Participants met CASPAR criteria for PsA and had at least three swollen and three tender joints, as well as active or previously documented plaque psoriasis.
At week 16, 54% of patients receiving deucravacitinib 6 mg daily achieved at least 20% improvement in American College of Rheumatology (ACR20) response criteria, compared with 34%-39% of those receiving placebo.
Higher thresholds of response were also observed. ACR50 responses occurred in 24% versus 14% of patients in PsA-1 and 29% versus 16% in PsA-2 (deucravacitinib vs placebo). ACR70 responses were achieved by 12% versus 5% and 10% versus 5%, respectively.
Minimal disease activity (MDA) — a composite endpoint including joint counts, skin involvement, pain, patient global assessment, function, and enthesitis — was also improved. At week 16, MDA responses were observed in 19% of deucravacitinib-treated patients compared with 10% of placebo in PsA-1, and 26% versus 15% in PsA-2.
Health-related quality of life was assessed using the 36-Item Short Form Health Survey (SF-36). Patients treated with deucravacitinib showed improvements in SF-36 Physical Component Summary (PCS) score at Week 16 compared with placebo, along with gains across all four PCS domains: physical functioning, role-physical, bodily-pain, and general health.
The safety findings in PsA were generally consistent with those previously observed in plaque psoriasis trials. The most common adverse reactions, occurring in at least 1% of patients and more frequently than placebo, included upper respiratory infections, increased blood creatine phosphokinase (CPK), herpes simplex infections, mouth ulcers, folliculitis, and acne.
Expanding Treatment Choices
For clinicians managing psoriatic disease, the availability of additional oral options may influence treatment decisions — particularly for patients who prefer non-injectable therapies or have contraindications to biologics.
Advocacy groups have also emphasized the importance of expanding treatment options. The Arthritis Foundation noted that additional oral therapies could help address persistent unmet needs among patients living with both joint and skin manifestations of PsA.
With this approval, TYK2 inhibition enters the rheumatology space after first establishing a role in dermatology.
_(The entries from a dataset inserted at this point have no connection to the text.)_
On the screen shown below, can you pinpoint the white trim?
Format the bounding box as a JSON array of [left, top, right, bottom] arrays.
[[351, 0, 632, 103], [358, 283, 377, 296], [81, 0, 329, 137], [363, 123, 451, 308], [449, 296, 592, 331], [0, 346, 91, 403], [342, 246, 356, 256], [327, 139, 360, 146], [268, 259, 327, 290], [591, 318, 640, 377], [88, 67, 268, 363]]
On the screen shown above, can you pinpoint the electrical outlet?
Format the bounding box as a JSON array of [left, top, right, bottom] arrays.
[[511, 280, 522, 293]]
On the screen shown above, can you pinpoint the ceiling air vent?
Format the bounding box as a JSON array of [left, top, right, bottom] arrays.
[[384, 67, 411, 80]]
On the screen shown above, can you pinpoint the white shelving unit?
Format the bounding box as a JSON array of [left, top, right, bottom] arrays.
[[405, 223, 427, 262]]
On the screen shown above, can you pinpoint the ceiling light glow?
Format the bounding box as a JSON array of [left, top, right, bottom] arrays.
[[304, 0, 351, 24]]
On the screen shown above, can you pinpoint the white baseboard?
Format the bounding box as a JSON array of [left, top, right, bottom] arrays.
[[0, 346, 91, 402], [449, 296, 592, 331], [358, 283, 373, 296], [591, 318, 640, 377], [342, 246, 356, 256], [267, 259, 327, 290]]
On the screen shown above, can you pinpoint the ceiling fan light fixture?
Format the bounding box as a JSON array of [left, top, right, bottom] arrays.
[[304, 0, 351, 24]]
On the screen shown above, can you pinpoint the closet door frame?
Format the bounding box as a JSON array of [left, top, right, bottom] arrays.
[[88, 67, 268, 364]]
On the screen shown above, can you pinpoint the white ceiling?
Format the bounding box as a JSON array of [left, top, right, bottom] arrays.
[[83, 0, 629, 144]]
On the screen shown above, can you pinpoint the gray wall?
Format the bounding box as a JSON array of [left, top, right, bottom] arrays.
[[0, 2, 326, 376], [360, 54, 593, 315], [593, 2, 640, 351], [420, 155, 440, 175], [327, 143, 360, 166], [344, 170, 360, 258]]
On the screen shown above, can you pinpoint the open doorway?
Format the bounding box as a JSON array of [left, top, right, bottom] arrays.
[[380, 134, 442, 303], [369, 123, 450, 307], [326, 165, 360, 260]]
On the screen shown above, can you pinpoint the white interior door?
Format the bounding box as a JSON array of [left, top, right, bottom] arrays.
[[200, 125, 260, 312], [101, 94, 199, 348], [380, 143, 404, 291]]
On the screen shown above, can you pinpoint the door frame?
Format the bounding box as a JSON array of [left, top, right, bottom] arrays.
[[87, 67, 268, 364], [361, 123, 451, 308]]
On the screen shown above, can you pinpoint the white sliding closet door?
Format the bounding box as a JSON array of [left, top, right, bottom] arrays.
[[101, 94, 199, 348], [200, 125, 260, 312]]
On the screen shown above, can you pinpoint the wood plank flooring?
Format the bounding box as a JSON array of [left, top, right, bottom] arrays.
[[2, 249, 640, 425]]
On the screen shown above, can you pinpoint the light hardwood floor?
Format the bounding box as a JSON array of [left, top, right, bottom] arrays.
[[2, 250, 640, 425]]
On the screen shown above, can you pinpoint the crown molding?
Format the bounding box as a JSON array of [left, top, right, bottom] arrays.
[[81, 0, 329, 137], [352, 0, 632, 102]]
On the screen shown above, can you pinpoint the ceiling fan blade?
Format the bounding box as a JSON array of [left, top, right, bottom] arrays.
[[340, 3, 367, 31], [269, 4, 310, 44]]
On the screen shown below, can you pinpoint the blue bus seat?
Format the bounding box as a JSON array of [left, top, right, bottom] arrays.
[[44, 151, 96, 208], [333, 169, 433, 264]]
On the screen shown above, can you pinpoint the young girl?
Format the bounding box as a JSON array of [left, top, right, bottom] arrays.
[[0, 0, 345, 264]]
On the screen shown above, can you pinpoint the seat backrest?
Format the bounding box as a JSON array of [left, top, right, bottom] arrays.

Ongoing long-term studies and open-label extension trials — some extending to 156 weeks — are expected to further clarify the durability of response and long-term safety profile.
The approval of deucravacitinib includes warnings and precautions such as hypersensitivity reactions, infections (including tuberculosis), malignancy (including lymphoma), rhabdomyolysis with elevated CPK levels, and laboratory abnormalities. As with other immune-modulating therapies, clinicians should consider vaccination status and infection risk prior to treatment.
For clinicians treating psoriatic disease, decisions around incorporating TYK2 inhibition into treatment algorithms will likely depend on patient characteristics, prior therapy exposure, and evolving comparative data with other oral and biologic agents.
Final Thoughts
Ongoing studies will help clarify the long-term safety and durability of response with deucravacitinib, providing clinicians and patients with important insights as TYK2 inhibition becomes an established option in psoriatic disease management.